Alexandria Engineering Journal (Jan 2025)
SF-SAM-Adapter: SAM-based segmentation model integrates prior knowledge for gaze image reflection noise removal
Abstract
Gaze tracking technology in HMDs (Head-Mounted Displays) suffers from decreased accuracy due to highlight reflection noise from users' glasses. To address this, we present a denoising method which directly pinpoints the noisy regions through advanced segmentation models and then fills the flawed regions through advanced image inpainting algorithms.

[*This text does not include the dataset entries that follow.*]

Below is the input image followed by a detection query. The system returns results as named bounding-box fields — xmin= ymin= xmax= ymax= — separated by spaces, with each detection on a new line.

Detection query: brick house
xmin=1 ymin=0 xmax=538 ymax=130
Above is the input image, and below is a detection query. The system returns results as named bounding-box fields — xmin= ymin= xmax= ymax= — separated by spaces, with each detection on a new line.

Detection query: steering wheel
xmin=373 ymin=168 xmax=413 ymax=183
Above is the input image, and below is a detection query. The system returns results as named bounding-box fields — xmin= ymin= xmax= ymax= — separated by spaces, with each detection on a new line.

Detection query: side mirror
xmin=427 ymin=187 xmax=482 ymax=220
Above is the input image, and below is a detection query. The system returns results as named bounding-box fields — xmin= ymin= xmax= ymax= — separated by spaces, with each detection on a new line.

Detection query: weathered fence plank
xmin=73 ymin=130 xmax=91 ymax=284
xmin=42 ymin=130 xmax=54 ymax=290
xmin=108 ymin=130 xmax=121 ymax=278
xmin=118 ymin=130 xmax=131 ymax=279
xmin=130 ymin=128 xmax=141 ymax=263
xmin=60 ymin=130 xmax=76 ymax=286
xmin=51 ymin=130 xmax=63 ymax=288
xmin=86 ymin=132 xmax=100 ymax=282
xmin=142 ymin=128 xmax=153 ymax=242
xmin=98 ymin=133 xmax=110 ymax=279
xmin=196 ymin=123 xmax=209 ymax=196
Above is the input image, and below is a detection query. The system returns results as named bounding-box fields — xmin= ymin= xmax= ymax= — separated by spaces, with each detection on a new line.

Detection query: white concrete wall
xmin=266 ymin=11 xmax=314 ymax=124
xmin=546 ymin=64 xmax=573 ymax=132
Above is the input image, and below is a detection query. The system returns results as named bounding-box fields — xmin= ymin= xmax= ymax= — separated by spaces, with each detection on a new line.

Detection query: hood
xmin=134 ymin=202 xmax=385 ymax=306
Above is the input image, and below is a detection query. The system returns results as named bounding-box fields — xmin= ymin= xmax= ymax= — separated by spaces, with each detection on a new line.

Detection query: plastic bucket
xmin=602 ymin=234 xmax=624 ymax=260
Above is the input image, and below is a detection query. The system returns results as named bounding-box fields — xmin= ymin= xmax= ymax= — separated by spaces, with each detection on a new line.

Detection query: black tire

In segmentation stage, we introduce a novel model based on the recently proposed segmentation large model SAM (Segment Anything Model), called SF-SAM-Adapter (Spatial and Frequency aware SAM Adapter). It injects prior knowledge regarding the strip-like shaped in spatial and high-frequency in frequency of reflection noise into SAM by integrating specially designed trainable adapter modules into the original structure, while retaining the expressive power of the large model and better adapting to the downstream task. We achieved segmentation metrics of IoU (Intersection over Union) = 0.749 and Dice = 0.853 at a memory size of 13.9 MB, outperforming recent techniques, including UNet, UNet++, BATFormer, FANet, MSA, and SAM2-Adapter. In inpainting, we employ the advanced inpainting algorithm LAMA (Large Mask inpainting), resulting in significant improvements in gaze tracking accuracy by 0.502°, 0.182°, and 0.319° across three algorithms. The code and datasets used in current study are available in the repository: https://github.com/leiting5297/SF-SAM-Adapter.git.